Selasa, 11 Januari 2022, 1/11/2022 WIB
Oleh Cinta Pradiva Alvina Ardianti

SNIPERS.NEWS | Badung - Sepuluh tahun, tanah miliki I Made Agus Suantara asal Banjar Pengiasan Desa Mengwi Kabupaten Badung, kini diambil alih oleh Kepolisian Resor Badung dijadikan lahan produktif yang menghasilkan.

Kapolres Badung AKBP Leo Dedy Defretes, S.I.K., S.H. M.H., menjelaskan, kondisi ekonomi saat ini, khususnya bagi mereka yang bergerak di sektor pariwisata merasakan buruknya ekonomi selama Pandemi Covid -19. Selasa (11/1/22) pukul 10.10 wita

Dengan adanya kondisi ekonomi tidak sebaik sebelum Pandemi Covid -19, Polres Badung dengan Programnya 'Polisi Berkebun' sangat membantu masyarakat membangkitkan ekonomi dengan cara mengaktifkan lahan tidur / non produktif menjadi lahan produktif. 

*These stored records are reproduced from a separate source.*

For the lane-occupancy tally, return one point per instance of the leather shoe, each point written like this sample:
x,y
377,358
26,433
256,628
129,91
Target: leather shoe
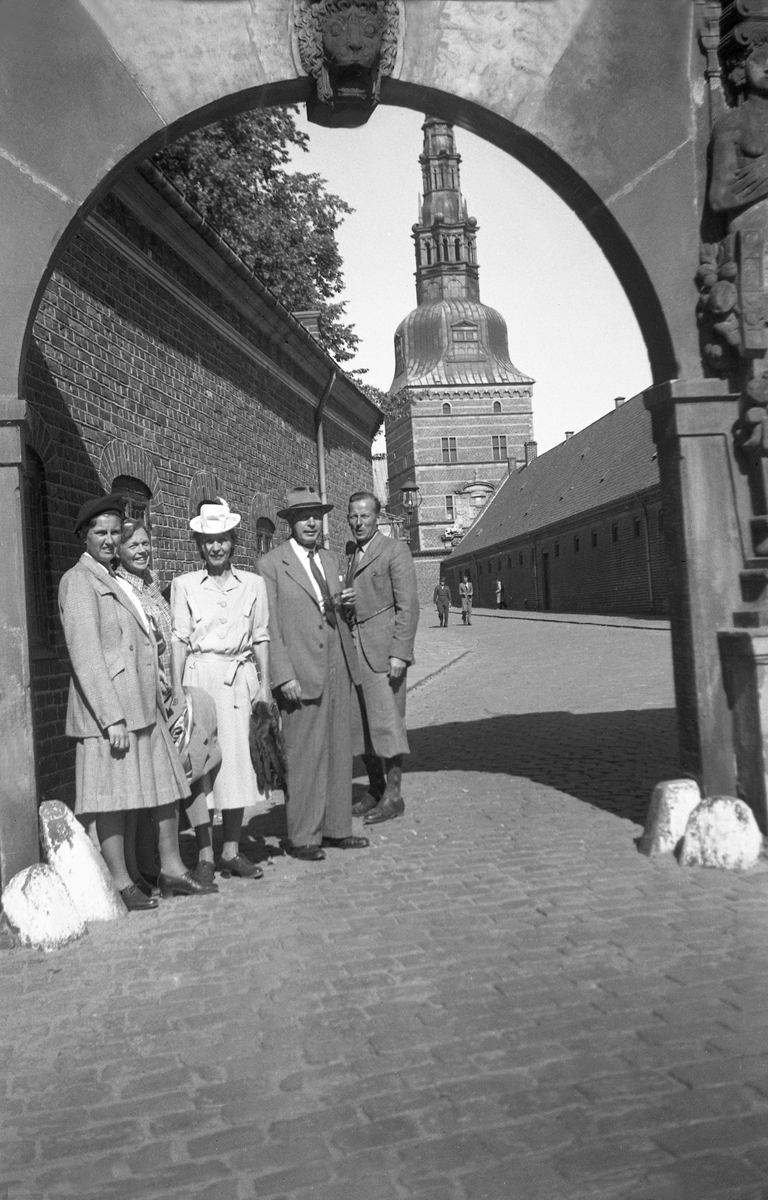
x,y
240,865
204,871
387,810
136,900
364,805
311,853
184,886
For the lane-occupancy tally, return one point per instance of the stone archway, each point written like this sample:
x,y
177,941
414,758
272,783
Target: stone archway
x,y
567,88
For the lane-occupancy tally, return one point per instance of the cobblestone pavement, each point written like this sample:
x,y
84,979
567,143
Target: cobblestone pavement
x,y
501,999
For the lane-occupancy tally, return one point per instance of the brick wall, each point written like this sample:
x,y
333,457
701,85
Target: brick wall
x,y
606,564
121,373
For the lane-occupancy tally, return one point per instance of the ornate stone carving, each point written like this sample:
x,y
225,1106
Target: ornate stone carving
x,y
347,47
733,274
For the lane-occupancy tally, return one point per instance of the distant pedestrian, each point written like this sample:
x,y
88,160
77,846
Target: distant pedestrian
x,y
466,593
385,616
442,601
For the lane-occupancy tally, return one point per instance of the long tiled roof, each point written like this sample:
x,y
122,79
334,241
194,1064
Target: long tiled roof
x,y
611,460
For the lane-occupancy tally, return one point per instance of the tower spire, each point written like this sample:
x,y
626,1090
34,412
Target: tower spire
x,y
444,237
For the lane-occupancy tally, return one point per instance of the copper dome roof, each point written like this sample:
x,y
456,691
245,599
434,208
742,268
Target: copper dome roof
x,y
455,343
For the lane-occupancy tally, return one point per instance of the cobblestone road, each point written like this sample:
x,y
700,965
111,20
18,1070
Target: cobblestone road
x,y
501,999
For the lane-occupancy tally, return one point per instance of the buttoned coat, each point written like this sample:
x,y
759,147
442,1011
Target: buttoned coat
x,y
387,611
297,627
114,659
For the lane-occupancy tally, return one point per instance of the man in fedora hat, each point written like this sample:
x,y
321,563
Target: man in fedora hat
x,y
313,671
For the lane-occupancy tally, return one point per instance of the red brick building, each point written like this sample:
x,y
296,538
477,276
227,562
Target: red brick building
x,y
161,367
579,529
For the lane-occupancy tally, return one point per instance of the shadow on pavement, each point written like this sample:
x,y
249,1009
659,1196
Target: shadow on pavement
x,y
610,760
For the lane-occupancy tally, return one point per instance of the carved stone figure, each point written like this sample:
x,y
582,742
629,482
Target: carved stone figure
x,y
347,46
733,274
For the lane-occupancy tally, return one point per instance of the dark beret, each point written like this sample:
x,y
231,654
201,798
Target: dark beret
x,y
112,503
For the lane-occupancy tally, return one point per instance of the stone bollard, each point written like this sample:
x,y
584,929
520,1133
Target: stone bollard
x,y
671,805
78,864
40,911
721,832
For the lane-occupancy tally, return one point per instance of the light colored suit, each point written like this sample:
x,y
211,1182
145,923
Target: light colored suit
x,y
114,658
387,616
318,730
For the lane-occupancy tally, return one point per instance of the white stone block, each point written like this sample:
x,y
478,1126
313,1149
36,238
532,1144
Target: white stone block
x,y
78,864
39,909
721,832
671,805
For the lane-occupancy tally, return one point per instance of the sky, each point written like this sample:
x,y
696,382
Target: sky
x,y
570,325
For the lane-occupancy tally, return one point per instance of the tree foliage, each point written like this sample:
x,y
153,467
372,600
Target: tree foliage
x,y
282,223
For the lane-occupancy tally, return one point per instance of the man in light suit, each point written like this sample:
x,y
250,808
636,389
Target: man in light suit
x,y
385,616
313,669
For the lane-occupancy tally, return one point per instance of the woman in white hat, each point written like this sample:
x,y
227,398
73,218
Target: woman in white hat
x,y
221,643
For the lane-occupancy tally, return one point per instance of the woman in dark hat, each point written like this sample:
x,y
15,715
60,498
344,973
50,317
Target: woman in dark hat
x,y
125,757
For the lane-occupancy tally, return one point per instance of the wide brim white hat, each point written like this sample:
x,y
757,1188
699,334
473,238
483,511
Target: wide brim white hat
x,y
215,519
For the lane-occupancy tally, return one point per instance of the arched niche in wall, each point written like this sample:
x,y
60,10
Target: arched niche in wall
x,y
263,523
120,460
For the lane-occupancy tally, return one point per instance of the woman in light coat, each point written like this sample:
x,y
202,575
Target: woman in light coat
x,y
125,757
221,643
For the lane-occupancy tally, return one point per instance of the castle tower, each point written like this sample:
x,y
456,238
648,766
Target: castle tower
x,y
469,414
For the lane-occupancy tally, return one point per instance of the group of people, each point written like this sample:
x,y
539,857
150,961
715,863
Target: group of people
x,y
161,695
442,600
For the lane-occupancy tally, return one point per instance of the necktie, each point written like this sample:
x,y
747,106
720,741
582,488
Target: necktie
x,y
319,579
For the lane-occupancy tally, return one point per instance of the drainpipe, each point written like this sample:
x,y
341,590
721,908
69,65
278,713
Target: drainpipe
x,y
648,564
321,453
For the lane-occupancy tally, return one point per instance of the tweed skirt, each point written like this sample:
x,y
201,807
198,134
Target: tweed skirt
x,y
147,777
233,785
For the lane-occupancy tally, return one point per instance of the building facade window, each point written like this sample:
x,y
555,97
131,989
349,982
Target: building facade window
x,y
36,502
264,537
136,497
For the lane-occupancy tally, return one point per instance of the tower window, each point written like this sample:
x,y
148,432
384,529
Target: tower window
x,y
465,333
264,537
136,497
400,361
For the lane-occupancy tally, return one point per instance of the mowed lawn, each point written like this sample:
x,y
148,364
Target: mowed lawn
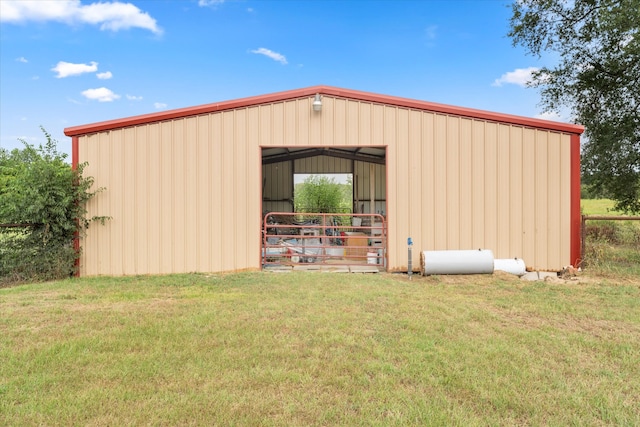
x,y
298,349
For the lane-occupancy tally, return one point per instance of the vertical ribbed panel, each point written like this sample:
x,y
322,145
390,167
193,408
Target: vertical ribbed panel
x,y
185,194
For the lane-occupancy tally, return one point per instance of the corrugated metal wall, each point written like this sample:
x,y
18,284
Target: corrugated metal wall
x,y
185,195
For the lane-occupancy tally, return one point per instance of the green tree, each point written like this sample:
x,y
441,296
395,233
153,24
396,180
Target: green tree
x,y
319,193
38,187
597,77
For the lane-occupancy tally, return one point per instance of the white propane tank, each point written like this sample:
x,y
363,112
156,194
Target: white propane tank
x,y
512,265
478,261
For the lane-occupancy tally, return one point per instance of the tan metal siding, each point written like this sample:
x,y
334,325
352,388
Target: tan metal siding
x,y
184,194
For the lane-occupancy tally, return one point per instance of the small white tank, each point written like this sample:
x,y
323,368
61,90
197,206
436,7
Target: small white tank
x,y
478,261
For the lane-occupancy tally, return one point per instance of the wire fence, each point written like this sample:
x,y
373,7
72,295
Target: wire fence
x,y
586,218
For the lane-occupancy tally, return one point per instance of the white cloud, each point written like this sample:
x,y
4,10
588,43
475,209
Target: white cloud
x,y
101,94
104,76
550,115
209,3
66,69
271,54
519,76
112,16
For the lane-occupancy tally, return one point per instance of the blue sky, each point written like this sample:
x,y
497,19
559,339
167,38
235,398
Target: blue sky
x,y
68,63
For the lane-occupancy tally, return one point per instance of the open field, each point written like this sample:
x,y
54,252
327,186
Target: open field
x,y
598,207
612,248
321,349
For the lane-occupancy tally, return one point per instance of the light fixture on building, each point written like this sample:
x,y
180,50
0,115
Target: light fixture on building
x,y
317,103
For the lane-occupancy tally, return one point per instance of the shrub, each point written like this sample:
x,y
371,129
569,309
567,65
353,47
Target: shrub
x,y
39,188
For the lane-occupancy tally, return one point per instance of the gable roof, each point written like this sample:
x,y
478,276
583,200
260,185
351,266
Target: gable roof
x,y
323,90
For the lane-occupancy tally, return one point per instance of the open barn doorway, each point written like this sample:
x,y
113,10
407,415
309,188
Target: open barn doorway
x,y
304,232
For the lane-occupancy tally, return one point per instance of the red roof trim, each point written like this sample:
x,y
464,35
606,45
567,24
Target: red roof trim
x,y
325,90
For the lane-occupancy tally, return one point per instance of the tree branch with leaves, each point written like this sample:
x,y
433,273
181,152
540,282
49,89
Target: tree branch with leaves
x,y
597,77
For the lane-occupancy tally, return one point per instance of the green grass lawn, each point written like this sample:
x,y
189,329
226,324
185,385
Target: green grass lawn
x,y
320,349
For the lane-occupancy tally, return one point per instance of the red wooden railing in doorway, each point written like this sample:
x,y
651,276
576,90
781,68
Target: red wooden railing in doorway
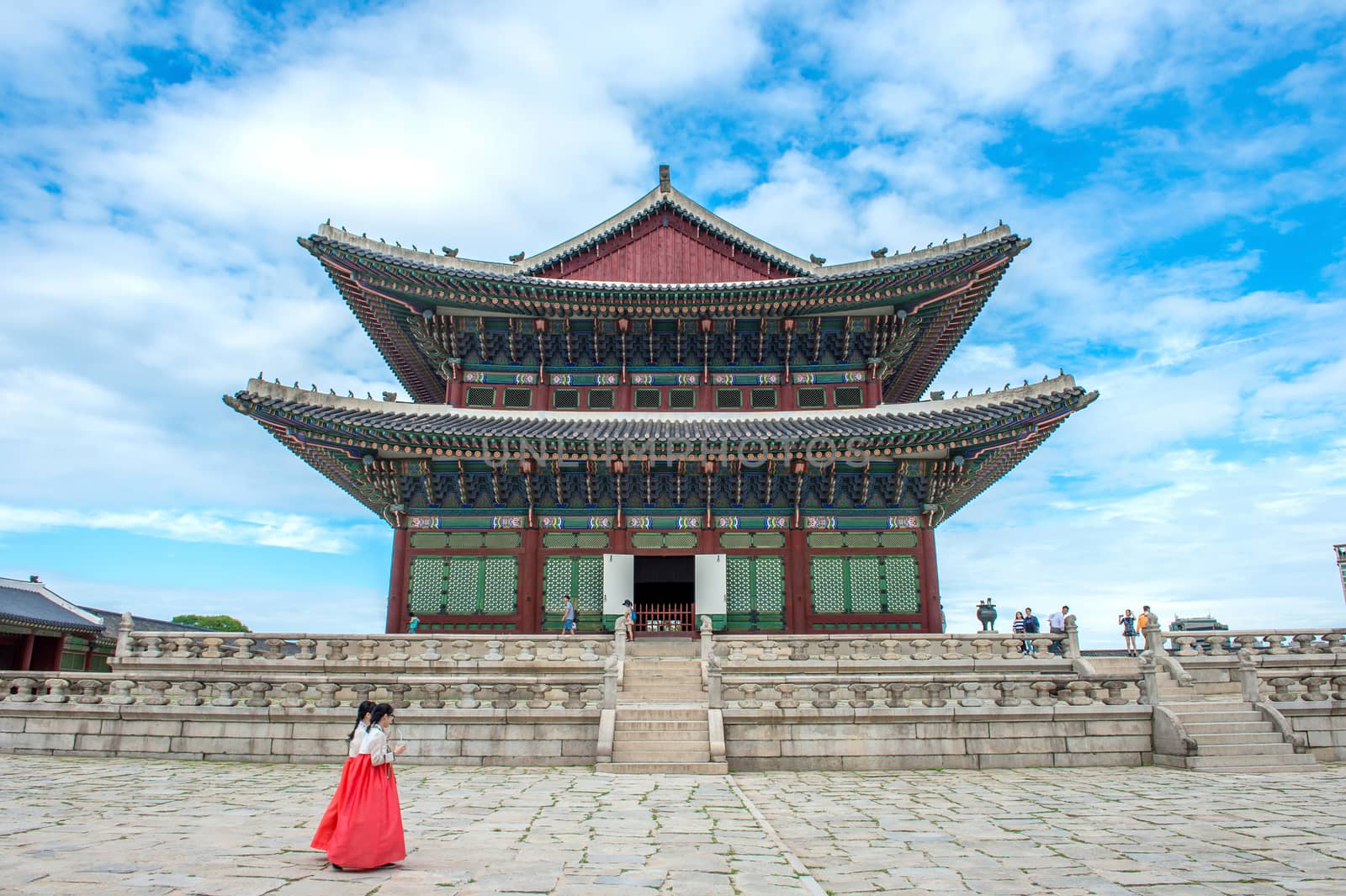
x,y
665,619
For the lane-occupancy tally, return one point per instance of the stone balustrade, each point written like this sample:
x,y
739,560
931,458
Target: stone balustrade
x,y
458,692
851,649
1312,687
814,692
442,650
1259,644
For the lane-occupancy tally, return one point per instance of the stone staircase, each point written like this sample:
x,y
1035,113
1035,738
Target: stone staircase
x,y
1232,736
663,720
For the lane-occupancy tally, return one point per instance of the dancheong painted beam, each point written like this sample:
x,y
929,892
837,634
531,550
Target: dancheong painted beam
x,y
670,411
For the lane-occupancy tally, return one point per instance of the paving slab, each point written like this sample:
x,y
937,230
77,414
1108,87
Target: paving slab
x,y
167,828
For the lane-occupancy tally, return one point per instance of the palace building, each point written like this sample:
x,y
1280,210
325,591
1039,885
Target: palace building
x,y
670,411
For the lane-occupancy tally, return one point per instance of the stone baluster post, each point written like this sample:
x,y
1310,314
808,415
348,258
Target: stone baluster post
x,y
469,696
125,644
1314,687
612,669
190,693
713,682
1248,677
1148,678
1072,644
24,691
224,693
294,692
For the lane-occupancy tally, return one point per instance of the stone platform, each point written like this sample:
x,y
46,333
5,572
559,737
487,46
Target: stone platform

"Kita sudah lakukan survei, supaya bisa mengetahui secara mendetail bagimana tehnik menanam, kami turun langsung ke lapangan (sawah red) ke pemilik lahan dibantu PPL Desa setempat dan Pekaseh (kepala pengairan /Subak di Bali)," ungkapnya.

"Ini kita upayakan, agar lahan tidur bisa memiliki nilai ekonomis dan  hasilnya diserahkan ke petani," sambungnya.


Menurut Pria lulusan Akpol 2002 ini menyebutkan, bahwa 'Polisi Berkebun' ini secara tidak langsung sudah melakukan patroli dengan Pemolisian Masyarakat (Polmas) yaitu polisi yang pro aktif di masyarakat, sehingga dapat mendeteksi sedini mungkin situasi Kamtibmas di wilayah. 

"Setidaknya hal kecil ini bisa bermanfaat untuk masyarakat selain melakukan tindakan preemtif, preventif dan resfresive terhadap tindakan kejahatan," Sebutnya usai menyerahkan sembako di rumah pemilik lahan.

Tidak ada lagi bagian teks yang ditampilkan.